Maternity health care in the United States is in a dire place, as outlined by a string of recent studies and reports.

An analysis published this month found one-third of the nation's counties do not have access to a hospital or birth center that offers obstetric care – essentially making these regions maternity care 'deserts'.

Meanwhile, the US Centers for Disease Control and Prevention (CDC) report more than 4 out of 5 women who died during pregnancy, or shortly thereafter, could have been saved with proper health care, according to data collected between 2017 and 2019.

Earlier this year, the CDC also reported that Black people are three times more likely to die from a pregnancy-related cause than White people – with variation in the quality of healthcare they receive, structural racism, implicit bias, and underlying chronic conditions contributing to the stark disparities.

Now, two epidemiologists from Harvard University T. H. Chan School of Public Health and Massachusetts General Hospital in Boston are highlighting an even larger cause of maternal death in the US, one that is shockingly overlooked.

In a recent editorial for the BMJ, Rebecca Lawn and Karestan Koenen point out that pregnant people and new mothers are more likely to be murdered than they are to die of pregnancy-related complications such as hypertensive disorders, hemorrhage, or sepsis – the three leading obstetric causes of maternal deaths.

These findings were initially published in Obstetrics & Gynecology in 2021, but given the recent media attention regarding the US maternal health system, Lawn and Koenen think the statistics are worth emphasizing again.

In 2022, another group of researchers found that most pregnancy-associated homicides (those which occurred during pregnancy or within one year of birth) were linked to intimate partner violence and firearms.

In the US between 2008 and 2019, firearms were used in 68 percent of pregnancy-related homicides, the nationwide data analysis showed.

"Preventing men's violence towards women, including gun violence, could save the lives of hundreds of women and their unborn children in the US every year," write Lawn and Koenen.

Violence against women is a global issue, but in the US, the availability of firearms appears to have made the problem much worse. Lawn and Koenen call it a "health emergency for pregnant women."

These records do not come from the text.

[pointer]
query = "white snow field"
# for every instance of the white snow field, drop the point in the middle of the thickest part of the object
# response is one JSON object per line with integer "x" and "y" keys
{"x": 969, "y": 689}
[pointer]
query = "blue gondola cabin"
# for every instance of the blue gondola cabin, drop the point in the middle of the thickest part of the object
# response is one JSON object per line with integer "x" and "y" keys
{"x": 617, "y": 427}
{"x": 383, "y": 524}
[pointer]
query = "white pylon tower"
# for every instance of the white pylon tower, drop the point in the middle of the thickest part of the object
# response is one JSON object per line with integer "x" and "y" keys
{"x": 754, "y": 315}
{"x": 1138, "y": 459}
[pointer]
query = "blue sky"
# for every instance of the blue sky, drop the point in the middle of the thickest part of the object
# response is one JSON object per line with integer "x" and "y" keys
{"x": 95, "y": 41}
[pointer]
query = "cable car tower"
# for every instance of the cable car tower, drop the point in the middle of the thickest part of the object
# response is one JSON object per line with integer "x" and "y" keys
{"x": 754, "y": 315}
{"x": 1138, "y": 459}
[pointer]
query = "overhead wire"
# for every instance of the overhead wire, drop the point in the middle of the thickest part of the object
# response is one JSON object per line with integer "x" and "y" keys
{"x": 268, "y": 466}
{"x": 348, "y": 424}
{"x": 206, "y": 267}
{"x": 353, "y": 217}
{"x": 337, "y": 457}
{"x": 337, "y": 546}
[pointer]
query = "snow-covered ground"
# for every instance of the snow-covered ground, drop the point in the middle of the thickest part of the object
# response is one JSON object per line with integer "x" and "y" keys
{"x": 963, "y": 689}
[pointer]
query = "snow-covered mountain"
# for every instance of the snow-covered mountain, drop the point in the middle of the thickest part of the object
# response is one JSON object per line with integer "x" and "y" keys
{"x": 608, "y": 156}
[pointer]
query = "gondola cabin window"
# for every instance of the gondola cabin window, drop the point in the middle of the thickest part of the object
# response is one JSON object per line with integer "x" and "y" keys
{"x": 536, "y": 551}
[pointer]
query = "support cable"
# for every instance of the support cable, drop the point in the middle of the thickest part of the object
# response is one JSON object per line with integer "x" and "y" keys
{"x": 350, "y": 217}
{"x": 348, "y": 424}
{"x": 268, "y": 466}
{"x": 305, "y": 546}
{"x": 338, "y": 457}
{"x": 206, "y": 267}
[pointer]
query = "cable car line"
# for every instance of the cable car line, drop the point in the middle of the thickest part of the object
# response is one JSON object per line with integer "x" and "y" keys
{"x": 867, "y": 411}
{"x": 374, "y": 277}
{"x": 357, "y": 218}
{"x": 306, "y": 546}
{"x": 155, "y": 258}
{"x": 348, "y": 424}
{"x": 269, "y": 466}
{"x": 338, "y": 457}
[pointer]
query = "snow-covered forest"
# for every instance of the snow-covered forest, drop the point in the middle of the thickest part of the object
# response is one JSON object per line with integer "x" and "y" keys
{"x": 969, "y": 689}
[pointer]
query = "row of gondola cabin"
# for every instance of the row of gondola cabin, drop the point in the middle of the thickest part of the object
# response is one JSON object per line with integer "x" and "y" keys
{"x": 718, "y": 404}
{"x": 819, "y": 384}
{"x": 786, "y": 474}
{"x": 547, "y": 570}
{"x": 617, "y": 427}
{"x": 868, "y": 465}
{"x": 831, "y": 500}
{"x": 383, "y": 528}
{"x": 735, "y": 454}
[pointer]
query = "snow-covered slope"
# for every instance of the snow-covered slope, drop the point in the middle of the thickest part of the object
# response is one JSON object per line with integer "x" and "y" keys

The two epidemiologists argue that more restrictions on firearms and better regulation of firearms are desperately needed to protect those who are pregnant. While the editorial does not acknowledge that transgender men and non-binary people can also become pregnant, violence against these groups occurs at staggering rates.

The recent and rapid unraveling of abortion care in many states of the US will, in all likelihood, make pregnancy-related homicide worse, the authors predict.

In abusive relationships, they explain, unintended or unwanted pregnancies have the potential to exacerbate the risk of homicide.

Black women are already three times more likely to be killed by a partner during or shortly after pregnancy compared to White or Hispanic women, and they are also more likely to suffer from restricted access to abortion services. Together, these two risk factors could prove extremely dangerous.

Trans people in the US also have relatively few options for terminating a pregnancy compared to other cohorts, due to a range of social, financial, and systemic factors.

"Research to identify risk factors for homicide in pregnancy is critical to prevention," the editorial argues.

"However, better quality data are needed for further analyses: recent studies have been limited by large amounts of missing data on the pregnancy status of women who have been killed. Detail on relationships and patterns of abuse leading to homicide during pregnancy and in the postpartum period is also minimal in large datasets."

As mounting evidence shows, pregnancy-associated homicide is one of the most preventable causes of maternal death in the US. It's high time it was taken seriously.

The editorial was published in the BMJ.